Tcl Source Code

Encoding Loading
Login

Source Files

Public Interface

Private Interface

Directly Depends On Public Interface

Directly Depends On Private Interface of

Discussion

This module includes the code that goes out and searches the encoding dirs search path to find *.enc files that holds data to define additional encodings.

The circularity problem is that both querying a file system and reading data in from a file potentially make use of encodings, and might run aground if they need an encoding that's not already available.

The way out of this dilemma comes in several parts, some already in place. First, we make sure that handling of the utf-8 encoding is built-in to Tcl, with no need to bring data in from a file first. That's the foundation of the bootstrap. Then we define that all *.enc files must be stored in the utf-8 encoding. This relieves all concern about the channel read operation.

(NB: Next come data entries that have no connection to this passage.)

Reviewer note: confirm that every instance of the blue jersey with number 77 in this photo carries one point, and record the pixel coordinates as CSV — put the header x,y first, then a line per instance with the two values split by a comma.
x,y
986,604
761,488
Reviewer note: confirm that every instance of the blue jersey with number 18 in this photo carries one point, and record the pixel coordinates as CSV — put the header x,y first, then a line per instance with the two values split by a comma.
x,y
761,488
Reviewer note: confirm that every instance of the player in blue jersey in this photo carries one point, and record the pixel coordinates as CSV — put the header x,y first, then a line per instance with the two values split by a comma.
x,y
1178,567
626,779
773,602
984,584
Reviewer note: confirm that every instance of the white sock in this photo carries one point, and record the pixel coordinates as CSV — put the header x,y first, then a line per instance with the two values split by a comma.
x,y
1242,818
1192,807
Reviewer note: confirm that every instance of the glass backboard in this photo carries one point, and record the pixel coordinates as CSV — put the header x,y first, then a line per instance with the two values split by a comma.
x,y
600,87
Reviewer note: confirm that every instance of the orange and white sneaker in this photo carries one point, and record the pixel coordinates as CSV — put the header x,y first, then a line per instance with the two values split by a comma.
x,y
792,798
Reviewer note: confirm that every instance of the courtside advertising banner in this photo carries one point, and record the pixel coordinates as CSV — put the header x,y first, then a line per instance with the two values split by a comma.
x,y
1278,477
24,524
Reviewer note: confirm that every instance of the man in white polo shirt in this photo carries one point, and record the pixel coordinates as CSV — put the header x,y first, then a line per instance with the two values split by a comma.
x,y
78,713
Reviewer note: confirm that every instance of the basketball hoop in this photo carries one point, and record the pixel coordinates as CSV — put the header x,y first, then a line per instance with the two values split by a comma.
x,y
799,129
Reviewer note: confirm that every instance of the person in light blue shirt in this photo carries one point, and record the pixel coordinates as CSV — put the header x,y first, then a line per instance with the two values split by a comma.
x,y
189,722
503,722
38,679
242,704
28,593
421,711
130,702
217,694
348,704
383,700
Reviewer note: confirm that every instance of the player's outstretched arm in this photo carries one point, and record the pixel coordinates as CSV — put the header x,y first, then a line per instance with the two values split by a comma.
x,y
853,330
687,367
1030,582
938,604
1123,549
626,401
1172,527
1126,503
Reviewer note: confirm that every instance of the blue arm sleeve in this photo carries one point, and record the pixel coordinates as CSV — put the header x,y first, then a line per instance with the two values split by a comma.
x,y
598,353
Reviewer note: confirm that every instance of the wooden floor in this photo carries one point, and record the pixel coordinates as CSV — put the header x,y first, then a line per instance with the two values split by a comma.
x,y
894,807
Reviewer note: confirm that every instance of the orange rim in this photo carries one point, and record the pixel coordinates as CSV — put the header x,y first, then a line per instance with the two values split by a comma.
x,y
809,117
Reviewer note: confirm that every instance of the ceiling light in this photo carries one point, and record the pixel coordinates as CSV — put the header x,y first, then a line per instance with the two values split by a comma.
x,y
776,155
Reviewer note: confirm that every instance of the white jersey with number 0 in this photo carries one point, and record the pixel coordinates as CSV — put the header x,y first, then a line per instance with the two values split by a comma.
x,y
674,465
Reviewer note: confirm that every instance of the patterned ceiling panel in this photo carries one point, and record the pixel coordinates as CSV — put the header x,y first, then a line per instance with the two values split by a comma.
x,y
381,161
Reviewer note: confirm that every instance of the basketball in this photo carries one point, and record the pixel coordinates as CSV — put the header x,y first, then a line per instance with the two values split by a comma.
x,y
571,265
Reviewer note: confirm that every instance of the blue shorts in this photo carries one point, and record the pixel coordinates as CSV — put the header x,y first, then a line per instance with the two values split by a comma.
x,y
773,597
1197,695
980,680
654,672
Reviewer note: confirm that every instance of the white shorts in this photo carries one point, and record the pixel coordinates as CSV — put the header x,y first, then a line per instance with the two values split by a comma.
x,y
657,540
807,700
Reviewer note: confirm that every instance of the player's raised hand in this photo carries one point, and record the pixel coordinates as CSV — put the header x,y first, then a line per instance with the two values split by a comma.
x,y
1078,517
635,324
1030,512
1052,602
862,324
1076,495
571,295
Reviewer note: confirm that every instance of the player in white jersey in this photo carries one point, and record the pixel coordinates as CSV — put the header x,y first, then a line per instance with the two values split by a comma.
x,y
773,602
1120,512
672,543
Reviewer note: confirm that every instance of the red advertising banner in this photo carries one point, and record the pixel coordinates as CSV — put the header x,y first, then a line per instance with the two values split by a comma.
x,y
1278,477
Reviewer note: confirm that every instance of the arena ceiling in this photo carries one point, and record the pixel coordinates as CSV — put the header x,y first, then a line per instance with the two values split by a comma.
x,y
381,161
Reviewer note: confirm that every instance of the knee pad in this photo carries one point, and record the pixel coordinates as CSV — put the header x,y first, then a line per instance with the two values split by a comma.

We still have to query the filesystem. Here is where Tcl's virtual filesystem architecture holds the key. Each Tcl_Filesystem can define a Tcl_FSCreateInternalRepProc to generate the data format it needs (and may cache) to interact with whatever backing system it is using to implement the filesystem. In the current implementation, the unix native filesystem uses the routine TclNativeCreateNativeRep to perform this function, and it in turn calls Tcl_UtfToExternalDString to apply the system encoding to get something suitable for passing to TclOSOpen. That closes the cycle. (Note that Windows doesn't put in place any similar cycle. It makes no call back into the Encoding System. Maybe once it did, but no more.)

So long as Tcl believes the system encoding is utf-8 there's no problem, and that's a common environment on unix systems. But we are vulnerable to trouble with other values for the system encoding. The solution requires breaking out of this mistaken concept of a system encoding. There's no such thing. At this point, we do not care what encoding the system uses, whatever that means. We specifically want to know how to convert Tcl path values into values this native filesystem can understand. That's a property of each Tcl_Filesystem, not the system in any more general sense. So the proper placement of the burden is in each Tcl_Filesystem, and the Tcl_FSCreateInternalRepProc. It must supply for itself any encoding knowledge. If it wishes to use the Encoding System facilities, that's fine, but for any non-foundational encoding, it will have to be able to supply the encoding(s) it needs with Tcl_CreateEncoding calls.

TclGetLibraryPath appears to exist only for internal stubs compat. Otherwise it could be a file static routine.

Questions

Is the format of *.enc files documented ? It currently seems to be implied in the sources of "lib/encoding/txt2enc.c", and "generic/tclEncoding.c" (Load{Table|Escape}Encoding)

As far as I know, there is no documentation of the encoding data file formats in any of the places where 'official' documentation is found. Furthermore, I'm not aware of any project using Tcl that has extended the set of encodings supported by Tcl via creating their own custom foo.enc file. Many interesting things can and do happen outside of public view, though. New encodings have appeared in the set distributed with Tcl from time to time. Most recent such change seems to be more than 11 years ago, with gb2312-raw.